Her stepmother mocked her cheap clothes, and her half-brother called her a piece of trash.
Her father tossed a vocational school enrollment form at her, telling her to learn to sew so they could marry her off to anyone desperate enough.
Her perfect, porcelain-doll stepsister Gwyneth even deliberately smashed a glass of boiling milk against her own leg.
"Why did you push me?!" Gwyneth screamed, crying tears of fake terror to frame Allison.
"You vicious bitch! You're just as sick as your mother!" her father roared, raising his hand to strike her.

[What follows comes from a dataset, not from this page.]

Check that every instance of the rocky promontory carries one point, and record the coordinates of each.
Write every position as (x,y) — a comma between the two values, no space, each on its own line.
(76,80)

They looked at her with absolute disgust, thinking she was just a stupid, uncultured hick they could easily manipulate and destroy.
They had no idea that the girl standing before them was a lethal operative who already possessed all their offshore tax ledgers and darkest secrets.
Allison easily caught her father's wrist mid-air, her grip like a steel vice.
"I'm not going to a trade school," she whispered coldly, ripping the form into pieces. "I am going to Crestwood Academy."
It was time to take back everything that belonged to her, with interest.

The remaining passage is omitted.